Saturday, February 4, 2017

What Nourishes Us

My therapist dumped me a couple of years ago.

It sucked and I mention it only because it's important to realize that when getting help with our mental health, sometimes people aren't a good fit. For a long time, I felt like it was "my fault" that she stopped treating me, but looking back I realize that she wasn't capable of helping me. I needed a different kind of help, more support to help with my chronic forgetfulness, social anxiety, and agoraphobia. She couldn't do that for me.

However, she did give me one piece of advice that stuck with me. We were discussing how regular exercise and healthy eating habits could positively affect my mental health. I balked, getting defensive, saying that I've never been good at taking care of myself that way, and that I'd never be good at it.

She paused and said to me, "Laura, it's like you don't believe you deserve to take in what nourishes you."

The poetry of this sentiment floored me. My mind began sifting through the layers of meaning as the tears began building. I felt seen and vulnerable and scared. What did it mean that I didn't believe I deserved to be nourished? Why did I run myself down without refueling? Why did I take in the crap of the world and expect to keep going?
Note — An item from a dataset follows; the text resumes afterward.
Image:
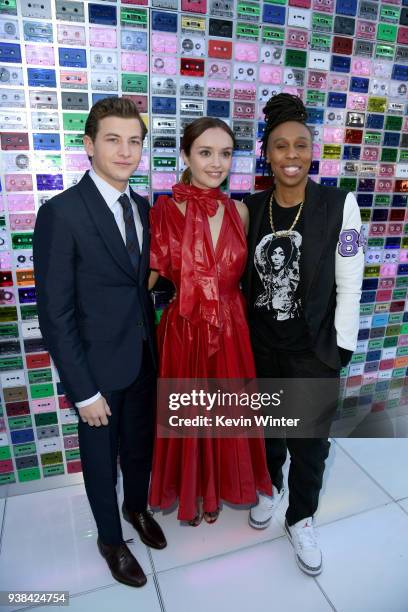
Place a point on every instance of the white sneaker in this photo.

Since then I've found a new therapist who has really helped me dig into some of these issues. For me the reasons I didn't want to nourish myself stemmed trauma caused by a sexual assault, my experiences with religion, realizing I'm queer, and some other things. I still struggle with these issues along with perfectionism and negative self-talk. Not only did I not believe I deserved to eat healthily, I also didn't believe I deserved kindness, forgiveness, and even love. But I do. We all do. I learned/am still learning that.

During the election, I found myself feeling how I did before: strung out, fearful, completely drained of energy and motivation. When Trump was elected, I feared I would fall into an even deeper depression. Being pregnant forced me to confront these feelings right away; I couldn't risk falling back into the deep depression I felt before. It wasn't just me on the line now. I wasn't just nourishing myself. I'm so grateful that my experience of motherhood has helped me realize I need to take care of myself too. I feel like the opposite is often true for many parents, especially mothers.

Spending time with these guys feeds my spirit!
When I scroll through my Facebook feed or talk to friends or to Sal, I recognize this look of burnout, of fear, of building depression and near-constant anxiety. It started me thinking about nourishment again.

Then I read an article on Medium entitled "How to #StayOutraged" Without Losing Your Mind: Self-Care Lessons for The Resistance" by lawyer and feminist Mirah Curzer. In this piece, Cruzer discusses how important self-care is as an activist. Getting good sleep, eating well, exercising, seeing a therapist, being in nature, and spending time with people we love are all incredibly important acts that must be included in your activism:
"...this stuff is even more important when you’re living under the strain of an oppressive government. You need a strong foundation from which to fight, so take care of the basics."
Healthy snacks = Activism!
I must point out that these "basics" are not so basic to everyone. Having the time to take care of oneself is a privilege. I'm grateful every day that I can afford healthy food, have time to go for a walk, have good health insurance, and have a great therapist. But rather than feeling guilty because so many people don't have the ability to do this kind of self-care, I do it anyway. That's how we leverage our privilege, whatever it may be.

Consider your own privilege when taking care of yourself and feel grateful when you do. Gratitude is how we fight off the guilt of privilege. Make it a part of your activism. Radically love yourself. Radically nourish yourself.

So, what are some things you can do to take care of yourself? This is simple. Regular hygiene, a good night's sleep, and eating your vegetables is a great start. Also, praise yourself when you do these things. Why? Because we make ourselves feel like shit when we don't, so why not do the opposite and pat ourselves on the back when we do?

You can also do little things like listen to music that feeds our souls, read poetry and novels that inspire us, take a few minutes to do a mindfulness exercise, or complement ourselves. These are all big parts of self-care.

Need some more specific examples? Here's what I've been doing:

  • Cooking healthy & delicious meals for myself and Sal
  • Drinking half-caff coffee so I can sleep well at night
  • Taking my medications and seeing my therapist
  • Reaching out to friends and family for social interaction
  • Spending time just playing with my son
  • Going to a support group for new moms
  • Keeping my home clean and organized so I feel sane
  • Reading poetry about motherhood
  • Reading Senator John Lewis' autobiographical trilogy March

Seriously, BUY THESE BOOKS.
That last one is truly inspiring. Looking at the adversity that Black Americans faced for centuries and learning more about the Civil Rights Movement really fed my spirit. They literally faced death when they marched. Many people today still face death when they march. My privilege very much insulates from these dangers, but that just makes me more grateful and inspired. I think we can all learn from and be inspired by our Civil Rights Leaders, leaders in the fight for LGBT rights, Workers' Rights - whatever speaks to you.

So what are you doing to take care of yourself? Or what do you want to be doing? What do you aspire to do?  What nourishes you? Start with the basics and build from there. Let's crowdsource a list of self-care ideas and inspire one another!